Government can be dry. Politics can be tiring. The law, while necessary, can be tedious.
This is why high drama in Washington can be so much fun.
We saw three instances of it this week. And unlike our periodic fascination with invisible girlfriends and doping scandals, Beyonce and Volkswagen ads, these may actually matter.
This week’s confrontations pitted freshman Senator Marco Rubio against conservative radio host Rush Limbaugh, gunshot victim Gabrielle Giffords against the entire United States Senate and pugnacious Arizona Senator John McCain against Defense Secretary nominee Chuck Hagel.
Florida Republican Rubio, the son of Cubans who immigrated legally, has become the face of the newly bipartisan immigration reform effort. He is not in full agreement with President Obama, but he has long argued — even before the last election — that the nation has no choice but to fix its broken system.
Rubio, who has been embraced by the party’s most conservative wing, used that leverage this week to make his argument for immigration reform – tightened border security, improved visa tracking and a path to citizenship for young people brought into the country illegally through no action of their own.
He took his arguments to the guys with the megaphones — talk show hosts who have generally treated immigration relief as unacceptable amnesty for lawbreakers.
Limbaugh told Rubio he didn’t trust Democrats to tighten border security, believed newly-arriving immigrants are coming to the U.S. only for government benefits, and that President Obama cannot be trusted on the issue.
“I don’t see where there’s any commonality in what the president wants and what you want,” Limbaugh told Rubio.
Rubio replied that he didn’t know what the president might ultimately do, but he had Senate Democrats on his side. “The reality of it is we have put something that is very common sense and reasonable,” [he told Limbaugh](http://www.rushlimbaugh.com/daily/2013/01/29/senator_rubio_makes_his_case
). “If you take our principles, 70 percent of the American people would agree, if not more, with the general principles that we have outlined.”
By the end of the conversation, Limbaugh had not necessarily changed his mind, but he was calling Rubio’s effort “admirable and noteworthy.”
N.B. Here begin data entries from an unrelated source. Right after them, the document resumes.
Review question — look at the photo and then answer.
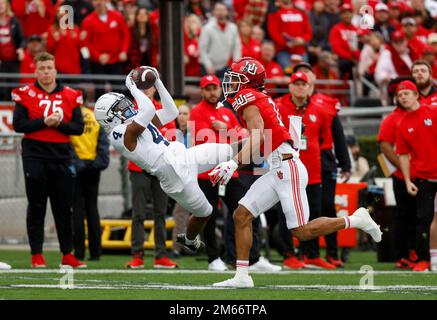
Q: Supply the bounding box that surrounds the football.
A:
[132,67,156,90]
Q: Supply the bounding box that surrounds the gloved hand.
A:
[208,159,238,186]
[141,66,161,81]
[125,70,138,93]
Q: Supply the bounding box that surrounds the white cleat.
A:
[212,275,254,288]
[208,258,228,271]
[352,208,382,243]
[249,256,282,272]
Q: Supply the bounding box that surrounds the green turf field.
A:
[0,250,437,300]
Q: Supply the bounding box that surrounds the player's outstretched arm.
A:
[146,67,179,127]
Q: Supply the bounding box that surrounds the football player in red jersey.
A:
[210,57,381,288]
[12,52,85,268]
A second showdown occurred on Capitol Hill, when former Congresswoman Giffords launched a Senate Judiciary committee hearing on gun violence by delivering a dramatic, 72-word plea for lawmakers.
“We must do something,” she said, reading the words carefully and emphatically as her husband Mark Kelly leaned in for support. “It will be hard, but the time is now. You must act. Be bold, be courageous. Americans are counting on you.”
Seated at the same table was Wayne LaPierre of the National Rifle Association. He stuck to his guns (sorry, couldn’t resist) throughout the hearing, arguing that if government would just enforce existing laws, no one’s right to own weapons would be taken away.
The third confrontation also occurred in a Senate hearing room, as former Senator Chuck Hagel faced down old friend and fellow Vietnam veteran John McCain over his nomination to be Secretary of Defense.
Hagel is a Nebraska Republican, which must have made him seem appealing for confirmation purposes. But Republican after Republican attacked him for things he has said about the surge in Iraq, his support for Israel and his seriousness about Iran.
McCain, who was ultimately vindicated in his support for sending a surge of U.S. forces into Iraq, was clearly still seething about Hagel’s apostasy. And despite repeated, tense questioning on that point, Hagel would not admit he was wrong. (Want to know when their friendship went off the rails? Read this Chris Cillizza piece)
All three flashpoints were revealing. The future of immigration reform could well rely on Rubio’s ability to herd conservatives and liberals to a narrow slice of common ground.
The emotion that Giffords stirs whenever she appears in public may (or may not) move Congress off the dime on gun legislation and determine whether Senator Dianne Feinstein, D-Calif., can finally get the expired assault weapon ban she championed reinstated.
And it was impossible not to compare the warmth with which Republicans greeted Senator John Kerry this week or Hillary Clinton four years ago, to the iciness that greeted Hagel.
Turns out being a member of the world’s most exclusive club is not a guarantee of smooth sailing — for Rubio, for Feinstein or for Hagel. Three Senators. Three dilemmas.